#1. Australia runs a fixed exchange rate regime. You work for a hedge fund. You, and many other traders in the hedge fund community, believe that Australia is about to revalue its currency (the AUD) against the US dollar.
Thus, you believe that the AUD will become stronger against the US dollar in the future, although the current spot exchange rate remains unchanged.
Which of the following is likely to occur?
A. Hedge funds will take short positions in the AUD, the money supply will decline, and foreign exchange reserves will fall.
B. Hedge funds will take short positions in the AUD, the money supply will increase, and foreign exchange reserves will rise.

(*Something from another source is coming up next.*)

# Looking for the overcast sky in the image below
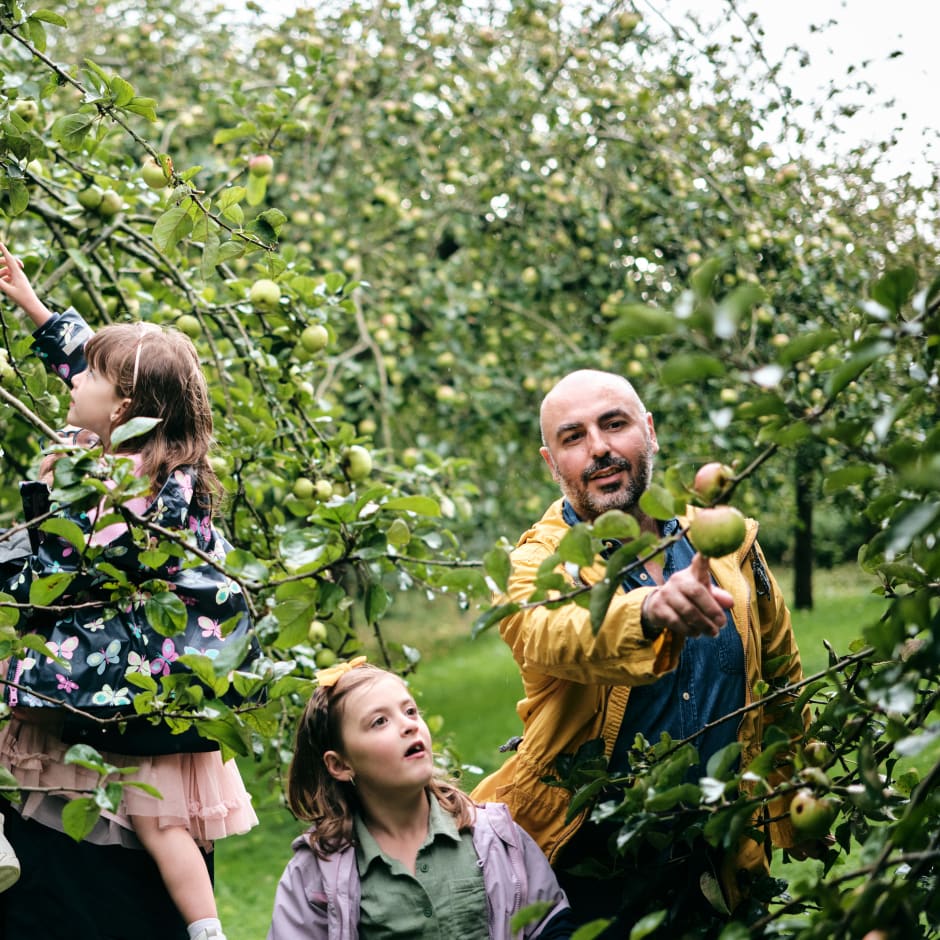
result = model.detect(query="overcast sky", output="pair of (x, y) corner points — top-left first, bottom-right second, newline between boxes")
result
(253, 0), (940, 183)
(652, 0), (940, 183)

C. Hedge funds will take long positions in the AUD, the money supply will decline, and foreign exchange reserves will fall.
D. Hedge funds will take long positions in the AUD, the money supply will increase, and foreign exchange reserves will rise.
#2. Continuing with the scenario described in the previous question, suppose hedge funds believe the revaluation will occur within the next year. Which of the following is likely to occur with the one-year AUD forward exchange rate, and the one-year Australian interest rate?
The AUD forward rate will appreciate, and Australian interest rates will rise.
The AUD forward rate will appreciate, and Australian interest rates will fall.
The AUD forward rate will depreciate, and Australian interest rates will rise.
The AUD forward rate will depreciate, and Australian interest rates will fall.
1. If Australia revalues it's currency it will make the AUD more expensive as compared to the pegged currency. Any US firm already holding assets using the previous exchange rate will have to revalue the assets at the new exchange rate. Suppose if 10 units of AUD used to be pegged against USD and post revaluation only 5 units are pegged now. The available AUD will be less and assets will be valued less.
So keeping the above in mind, we know that the AUD will increase and get stronger so a hedge fund would take a long position in the currency. As AUD has become costlier, money supply will be less and existing FX reserves will fall. Answer is c.
2. Increase in inflation is one of the effects of a revaluation. So an increase in inflation would ultimately lead to higher interest rates. Answer is a - AUD will appreciate and interest rates will rise.